Chinese bill and bond yields dropped on Friday as the market further scaled back expectations of interest rate hikes, driven in part by Beijing's determination to maintain a stable currency, which suggested concern about the economic growth outlook.
China's dismissals this week of US calls for yuan appreciation have bolstered expectations that the timing of a potential interest rate rise will be pushed back, with traders also noting that a rate hike would boost pressure for a yuan rise.
Authorities may continue to rely on quantitative policy and window guidance on credit to forestall asset bubble risks but may want to delay either raising interest rates or depegging the yuan from the dollar, which could cause a renewed dip in economic growth, traders said. "Bond yields are dropping because the authorities appear to be increasingly cautious on policy," said a trader at a European bank in Shanghai.
The indicative five-year government bond yield fell to an eight-month low of 2.7000 percent bid on Friday from 2.7317 percent on Thursday, according to Reuters Reference Rates.

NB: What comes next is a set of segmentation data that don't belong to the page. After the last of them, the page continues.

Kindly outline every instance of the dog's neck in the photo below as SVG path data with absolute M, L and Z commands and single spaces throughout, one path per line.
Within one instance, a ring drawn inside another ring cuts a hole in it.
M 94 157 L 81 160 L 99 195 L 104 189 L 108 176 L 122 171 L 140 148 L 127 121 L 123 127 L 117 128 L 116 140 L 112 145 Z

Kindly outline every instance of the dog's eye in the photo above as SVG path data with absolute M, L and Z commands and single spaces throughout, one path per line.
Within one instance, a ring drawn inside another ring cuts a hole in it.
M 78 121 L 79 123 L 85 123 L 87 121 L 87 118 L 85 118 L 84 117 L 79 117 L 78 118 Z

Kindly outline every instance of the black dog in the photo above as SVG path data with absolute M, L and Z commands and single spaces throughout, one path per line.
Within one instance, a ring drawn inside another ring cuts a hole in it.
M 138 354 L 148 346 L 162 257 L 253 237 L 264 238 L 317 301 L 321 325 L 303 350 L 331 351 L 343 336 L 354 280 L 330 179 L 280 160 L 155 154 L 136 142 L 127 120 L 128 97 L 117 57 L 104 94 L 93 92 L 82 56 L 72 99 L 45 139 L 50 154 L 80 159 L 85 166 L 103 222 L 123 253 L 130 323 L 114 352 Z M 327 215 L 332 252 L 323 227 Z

But interest rate swaps rebounded on Friday with the onshore five-year IRS edging up to 3.52 percent bid from the previous close of 3.50 percent, after plunging 27 basis points in the past week or so.

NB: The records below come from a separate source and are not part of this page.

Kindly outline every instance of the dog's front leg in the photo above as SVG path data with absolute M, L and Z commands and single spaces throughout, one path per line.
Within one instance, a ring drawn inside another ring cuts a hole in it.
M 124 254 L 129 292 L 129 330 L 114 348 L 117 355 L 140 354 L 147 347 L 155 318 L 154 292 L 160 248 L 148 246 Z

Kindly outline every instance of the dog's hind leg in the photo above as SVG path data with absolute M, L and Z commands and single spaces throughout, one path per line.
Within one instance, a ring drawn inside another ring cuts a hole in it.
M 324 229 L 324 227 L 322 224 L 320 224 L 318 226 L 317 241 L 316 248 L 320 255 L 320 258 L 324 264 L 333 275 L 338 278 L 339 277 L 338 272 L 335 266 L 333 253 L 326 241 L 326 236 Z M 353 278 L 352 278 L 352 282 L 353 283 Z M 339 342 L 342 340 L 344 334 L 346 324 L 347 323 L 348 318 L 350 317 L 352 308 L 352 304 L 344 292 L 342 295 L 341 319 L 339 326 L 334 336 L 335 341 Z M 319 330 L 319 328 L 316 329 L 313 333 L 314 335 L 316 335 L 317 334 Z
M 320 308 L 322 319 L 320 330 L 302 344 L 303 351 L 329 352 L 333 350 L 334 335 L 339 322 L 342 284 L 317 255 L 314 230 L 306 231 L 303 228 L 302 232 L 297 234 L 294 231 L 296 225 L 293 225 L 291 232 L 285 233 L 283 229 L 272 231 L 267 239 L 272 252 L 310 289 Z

In the money market, traders also bought bills as they scaled back expectations for the likelihood of the central bank guiding up auction yields on its bills in open market operations and for a hike in banks' reserve requirement ratios. The weighted average seven-day repo rate eased to 1.6434 percent by midday from 1.6453 percent on Thursday and the 90-day central bank bill yield fell to 1.4243 percent bid on Friday from 1.4299 percent on Thursday.

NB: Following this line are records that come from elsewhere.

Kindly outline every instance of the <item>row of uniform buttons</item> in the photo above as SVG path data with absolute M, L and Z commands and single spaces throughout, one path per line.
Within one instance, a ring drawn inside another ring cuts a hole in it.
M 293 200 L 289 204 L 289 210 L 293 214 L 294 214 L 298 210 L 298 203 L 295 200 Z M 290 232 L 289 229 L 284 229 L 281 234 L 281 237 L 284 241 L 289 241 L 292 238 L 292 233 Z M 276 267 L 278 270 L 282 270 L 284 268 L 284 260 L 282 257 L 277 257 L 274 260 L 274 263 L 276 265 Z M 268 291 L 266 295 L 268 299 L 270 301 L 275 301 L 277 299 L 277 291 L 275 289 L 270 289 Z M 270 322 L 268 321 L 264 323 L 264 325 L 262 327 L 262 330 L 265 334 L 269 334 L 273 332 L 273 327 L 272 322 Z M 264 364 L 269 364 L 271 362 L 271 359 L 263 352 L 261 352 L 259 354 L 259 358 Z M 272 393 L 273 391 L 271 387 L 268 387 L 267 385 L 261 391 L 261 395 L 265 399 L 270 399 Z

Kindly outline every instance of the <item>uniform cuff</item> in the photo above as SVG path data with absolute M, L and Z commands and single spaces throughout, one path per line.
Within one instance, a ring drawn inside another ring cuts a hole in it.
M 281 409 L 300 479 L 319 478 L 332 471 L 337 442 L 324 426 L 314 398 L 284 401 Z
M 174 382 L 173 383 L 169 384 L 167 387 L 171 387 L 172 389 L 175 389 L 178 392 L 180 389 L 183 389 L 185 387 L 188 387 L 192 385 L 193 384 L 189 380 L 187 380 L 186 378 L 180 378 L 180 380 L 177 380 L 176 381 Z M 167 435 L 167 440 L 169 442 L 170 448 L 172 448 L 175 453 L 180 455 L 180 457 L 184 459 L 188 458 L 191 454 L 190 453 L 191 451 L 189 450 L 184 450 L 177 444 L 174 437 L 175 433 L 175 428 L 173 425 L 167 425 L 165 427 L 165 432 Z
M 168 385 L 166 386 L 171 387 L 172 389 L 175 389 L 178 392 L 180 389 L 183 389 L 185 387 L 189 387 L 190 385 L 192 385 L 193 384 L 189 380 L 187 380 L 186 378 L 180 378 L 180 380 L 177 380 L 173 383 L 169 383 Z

But traders said big, cash-rich banks were hoarding longer-term funds because of the risk of tighter liquidity further out in the future even though current, short-term money was plentiful. The weighted average 21-day repo rate rose to 1.7260 percent from 1.6600 percent in tiny volume. "No one wants to lend out longer-term funds even when there is demand for them," said a trader at a mid-sized domestic bank in eastern China.